Because last week was the anniversary of my grandmother's death and because I am in nearing the end of a draft on a story set in New Orleans, I've got family on the brain. In part, because my mother's family is from the south. And in part because both in the story I'm finishing and in my life, family plays a complicated role.
This photo at right is of my grandfather Watson. He's the man on the right, in the suit and tie. This is in Arkansas, taken just after a church meeting. I have no notion of the year. Of all my family ties, my relationship with him was one of the least complicated. He and my grandmother both believed that my sister and I could do no wrong. We had an advantage, having both been born in Alaska, so far away form either set of grandparents. I met my maternal grandparents for the first time with I was five. I think they thought they had five years of spoiling to make up for. They were lovely people who accepted me without question and without fail, simply because I was their daughter's daughter.

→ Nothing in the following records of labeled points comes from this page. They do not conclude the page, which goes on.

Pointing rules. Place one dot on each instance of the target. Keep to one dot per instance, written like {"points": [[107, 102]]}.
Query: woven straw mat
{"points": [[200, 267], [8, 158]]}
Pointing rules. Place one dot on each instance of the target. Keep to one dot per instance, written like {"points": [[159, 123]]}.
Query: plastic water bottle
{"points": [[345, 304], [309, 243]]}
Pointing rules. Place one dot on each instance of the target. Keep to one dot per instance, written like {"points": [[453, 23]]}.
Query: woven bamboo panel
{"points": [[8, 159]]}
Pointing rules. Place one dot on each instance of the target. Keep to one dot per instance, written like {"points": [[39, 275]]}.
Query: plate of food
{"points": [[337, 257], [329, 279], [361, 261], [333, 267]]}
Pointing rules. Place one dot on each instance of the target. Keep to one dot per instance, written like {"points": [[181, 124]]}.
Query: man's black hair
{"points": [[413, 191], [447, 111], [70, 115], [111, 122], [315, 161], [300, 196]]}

But you know, they had six children. And those six children all had children. Some divorced, remarried and had still more children. By the time I'd come along, some of those children had married and started having children. That's a lot of people to have in the house at Thanksgiving. It's also a lot of people with a lot of different opinions, some diametrically opposed to my own. There are interdependencies and drama and accusations of terrible things. Dynamics of love and jealousy, rivalry and kinship are etched deep into the people who make up the family. We are mostly Scots/Irish and in the south, the clan identity never quite gave way. Your blood is your tribe for good or for ill. In reality, it's both. We have a body of stories in this part of my family - stories like Four Brothers Come to America and Marry Four Brothers. It was a headline in a local paper when a many times great grandfather arrived from Scotland. He and his brothers married four sisters whose last name was Brothers. When the Civil War came around, the entire line died out save for one lone boy who'd been too young to enlist. These make up a huge portion of our identity on Mom's side of the family. They're intertwined with the complicated side - like the occasional display of bigotry. I don't get to embrace one and ignore the other. They are part and messy parcel of the family.
And I'm not here to get up on a soapbox about anything. What I want is to have this complex, sometimes maddening, but ultimately loving and fertile ground woven into the story I'm finishing because it so defines the Southern experience and I suspect a big portion of the Civil War - in that it sundered families, both from an ideological stand point and from the stand point that so many men died. The heroine of the story is already an orphan. She has no idea who she is. But she knows family. Crazy, maddening, loving and protective family. She'll do anything to protect them. Anything.